The overall score for this Request for Proposals is 52 percent.
This request for proposals (“RFP”) is for the operation of voluntary residential programs for youth ages 16-20 years.” There are two kinds of services identified in this RFP: crisis services and transitional independent living (TIL) programs. Providers seeking to operate both kinds of centers and/or more than one site must submit separate proposals for each. The Department of Youth and Community Development (DYCD) will administer the contracts under this program.
Crisis services are intended “to provide emergency shelter and services with the primary goal of reuniting youth with their families, or, if that is not possible, finding them appropriate longer-term placements.” This particular RFP prioritizes crisis services that serve LGBTQ, pregnant and parenting youth, or sexually exploited youth. The purpose of TIL programs is “to equip residents with the social, emotional and life skills that youth need to live independently and advance their educational and career goals.”
Juxtaposition of Divergent Programs and One-size-fits-all Funding
As explained above, this RFP is for two distinct program models. There is a significant difference in the capacity required to operate each model. Unlike TIL programs, crisis programs must be equipped for round-the-clock intake, which has important staffing implications. These staffing implications translate into greater financial and administrative costs. Furthermore, it is our understanding that DYCD is looking specifically to increase the number of crisis shelter beds. Accordingly, it should create separate funding streams and issue two separate RFPs.
In addition, the price per bed is identical for crisis services and TIL programs, but it is not clear that the actual cost is the same. Given the unfunded mandates in the RFP (e.g., reporting and compliance, staff time off for training, and multiple partnership agreements), as well as the 10 percent limit on indirect costs, DYCD should determine whether this price per bed for each program model is accurate. It is not enough that providers can write certain direct and indirect costs into their proposed budgets when overall funding is low.
On the positive side, the RFP does allow for cost-of-living adjustments and increases in indirect costs after Fiscal Year 2019. If these increases (and the base funding) were aligned with actual costs, they would contribute to the sustainability of nonprofit human services organizations.

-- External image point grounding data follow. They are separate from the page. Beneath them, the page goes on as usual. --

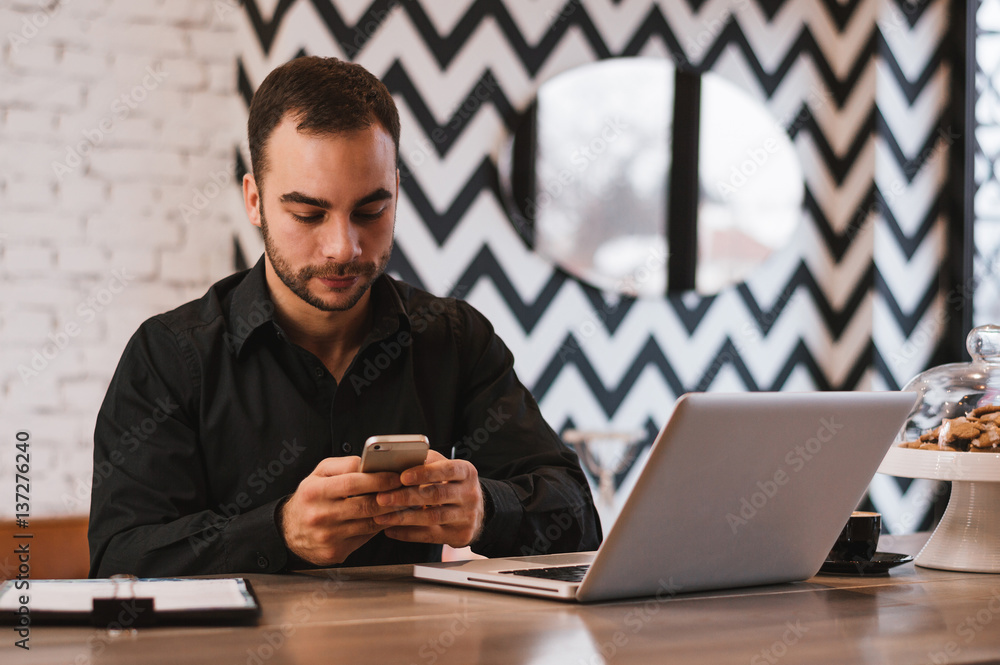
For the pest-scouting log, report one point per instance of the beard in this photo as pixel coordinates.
(298, 281)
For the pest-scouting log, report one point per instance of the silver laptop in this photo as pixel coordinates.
(738, 490)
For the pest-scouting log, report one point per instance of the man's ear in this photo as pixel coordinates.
(251, 199)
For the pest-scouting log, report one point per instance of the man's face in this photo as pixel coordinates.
(326, 211)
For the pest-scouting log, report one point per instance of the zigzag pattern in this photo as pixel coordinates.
(788, 51)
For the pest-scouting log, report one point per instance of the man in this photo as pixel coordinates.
(229, 436)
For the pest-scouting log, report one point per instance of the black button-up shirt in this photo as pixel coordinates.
(213, 418)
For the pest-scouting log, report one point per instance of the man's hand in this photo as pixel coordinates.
(332, 511)
(444, 499)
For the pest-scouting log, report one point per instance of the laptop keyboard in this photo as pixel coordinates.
(561, 573)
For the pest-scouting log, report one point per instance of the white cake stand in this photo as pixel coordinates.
(968, 536)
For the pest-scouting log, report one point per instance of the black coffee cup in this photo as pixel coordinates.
(859, 539)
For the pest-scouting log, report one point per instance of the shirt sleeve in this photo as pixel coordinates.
(538, 499)
(151, 513)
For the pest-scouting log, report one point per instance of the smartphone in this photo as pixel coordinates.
(394, 452)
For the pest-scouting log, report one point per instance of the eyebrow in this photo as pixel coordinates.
(379, 194)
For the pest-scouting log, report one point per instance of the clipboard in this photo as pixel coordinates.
(123, 603)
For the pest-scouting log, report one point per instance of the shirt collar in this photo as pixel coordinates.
(252, 309)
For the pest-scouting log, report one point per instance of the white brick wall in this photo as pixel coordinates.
(113, 115)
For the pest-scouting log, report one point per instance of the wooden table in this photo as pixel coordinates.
(381, 615)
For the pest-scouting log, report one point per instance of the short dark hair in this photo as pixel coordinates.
(326, 95)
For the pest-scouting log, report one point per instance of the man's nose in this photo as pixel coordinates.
(339, 241)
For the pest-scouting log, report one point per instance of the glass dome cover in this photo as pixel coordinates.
(955, 389)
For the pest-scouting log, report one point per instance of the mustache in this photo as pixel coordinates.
(337, 271)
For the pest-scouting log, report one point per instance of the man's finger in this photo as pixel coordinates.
(334, 466)
(430, 516)
(438, 472)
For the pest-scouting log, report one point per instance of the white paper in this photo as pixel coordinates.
(168, 594)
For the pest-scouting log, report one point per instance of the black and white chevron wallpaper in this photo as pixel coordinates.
(860, 85)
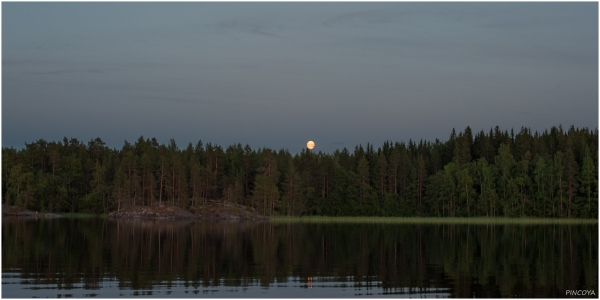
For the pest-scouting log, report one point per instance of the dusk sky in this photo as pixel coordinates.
(279, 74)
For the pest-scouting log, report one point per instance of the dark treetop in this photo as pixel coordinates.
(499, 173)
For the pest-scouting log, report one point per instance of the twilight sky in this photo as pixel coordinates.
(279, 74)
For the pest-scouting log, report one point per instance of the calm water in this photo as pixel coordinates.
(106, 258)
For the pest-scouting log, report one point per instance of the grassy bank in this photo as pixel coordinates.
(417, 220)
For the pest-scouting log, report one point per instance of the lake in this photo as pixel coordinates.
(76, 257)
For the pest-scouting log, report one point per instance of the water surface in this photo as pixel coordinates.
(107, 258)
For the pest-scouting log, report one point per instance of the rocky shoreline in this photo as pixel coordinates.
(207, 210)
(14, 211)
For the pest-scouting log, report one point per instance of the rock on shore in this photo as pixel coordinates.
(154, 212)
(14, 211)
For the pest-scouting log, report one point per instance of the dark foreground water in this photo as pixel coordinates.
(105, 258)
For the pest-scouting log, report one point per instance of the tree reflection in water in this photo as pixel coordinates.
(360, 259)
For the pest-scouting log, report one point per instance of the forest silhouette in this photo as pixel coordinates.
(552, 174)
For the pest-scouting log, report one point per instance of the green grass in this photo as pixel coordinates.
(418, 220)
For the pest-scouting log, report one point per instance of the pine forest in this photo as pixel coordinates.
(496, 174)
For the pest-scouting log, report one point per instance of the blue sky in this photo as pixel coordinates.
(279, 74)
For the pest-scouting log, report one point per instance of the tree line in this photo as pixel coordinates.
(549, 174)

Extension of Time to Respond
This RFP was released on December 7, 2017. It is an “open-ended” RFP, meaning that responses will be accepted on a “rolling” basis. The original response deadline for the first round of contracting was January 10, 2018. This gave providers less than six weeks to respond. In addition, major religious and secular holidays fell within the response period, leaving providers with well under 30 business days to craft their responses. Given the RFP requirements (most notably the need for five community partnership agreements, which can take a significant amount of time to obtain), this timeline was unrealistic and not conducive to high-quality proposals. The deadline was extended by addendum to January 24, which alleviates some of the administrative pressure, but in general, RFPs should allow at least six weeks for providers to respond. For more complex RFPs, such as this one, that period should be even longer.
The HSC RFP Rater assesses the feasibility, opportunities, and risk in City and State human services procurements. Rater scores are based on the RFP and related documents available to the public via New York City’s HHS Accelerator or New York State’s Grants Gateway. The rater consists of 60 questions developed and tested by a team of procurement professionals. The questions are based on information that is necessary to help prospective proposers assess risk.

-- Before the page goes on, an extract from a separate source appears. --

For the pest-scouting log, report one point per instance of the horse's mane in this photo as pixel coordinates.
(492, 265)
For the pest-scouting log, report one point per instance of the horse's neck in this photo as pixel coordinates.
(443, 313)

Each answer is weighted based on the degree of risk inherent in the subject of the question. Answers that imply low to moderate risk are allotted points on a lower scale range compared to higher risk questions. For compound questions, the answer to both parts must be “yes” or “not applicable” to be considered low risk. Scores are calculated by adding all the question scores together. The higher the score, the greater the risk. The scoring range is from 60 to 230, with zero percent risk equal to a score of 60 and the maximum risk score or 100% equal to 230 points. Users can view the answer to each question by clicking the down arrow next to each section to expand the section.
The HSC RFP Rater does not substitute for the due diligence necessary to inform individual organization decisions.